Corse : les recherches suspendues à cause du mauvais temps

Interruption des recherches en Corse après la disparition d'un groupe de randonneurs sur le GR20 [PASCAL POCHARD-CASABIANCA / AFP]

Les recherches d'au moins deux disparus dans l'accident de montagne qui a causé la mort de quatre randonneurs français et belge, mercredi sur le GR20, en Haute-Corse, sont suspendues pour plusieurs jours en raison des mauvaises conditions météorologiques, ont indiqué samedi les services de secours.

 

Les recherches par les gendarmes et les pompiers de haute-montagne dans le crique de I Cascittoni (les grosses caisses) ne devraient pas reprendre avant mercredi prochain, a-t-on précisé au poste de commandement des secours dans la station de ski d'Asco.

Elles avaient été suspendues vendredi à la mi-journée en raison d'un fort vent, d'averses de pluie et du brouillard empêchant les hélicoptères de poursuivre leurs rotations et rendant le travail des secouristes trop périlleux.

 

Le cirque de la solitude

Des équipes de secouristes avaient été déposées par hélicoptère de mercredi après-midi à vendredi matin, dans I Cascittoni, rebaptisées en français "cirque de la solitude" pour des raisons touristiques, depuis Asco, au pied du Monte Cinto (2.706 m), point culminant de la Corse.
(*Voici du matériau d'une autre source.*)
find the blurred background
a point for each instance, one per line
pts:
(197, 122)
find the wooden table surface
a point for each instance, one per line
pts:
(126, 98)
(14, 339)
Une soixantaine de personnes participent aux recherches et à la sécurisation du site, fermé aux randonneurs depuis mercredi.

 

Plus d'espoir de retrouver des survivants

Les disparus, que les sauveteurs n'ont pas d'espoir de retrouver vivants, sont deux personnes qui pourraient avoir été ensevelies dans une coulée de boue de pierres et de neige d'environ 200 mètres de long, provoquée par un violent orage.

Il s'agit d'un Montpelliérain âgé de 33 ans parti avec deux amis sur le GR20 dont l'un a été tué et l'autre blessé.

Le second disparu est un homme de 62 ans, Bernard Curien, résidant à Nancy et qui parcourait le GR20 avec un ami Nancéen, Jean Lederlin, 65 ans, qui fait partie des quatre morts dont les corps ont été retrouvés.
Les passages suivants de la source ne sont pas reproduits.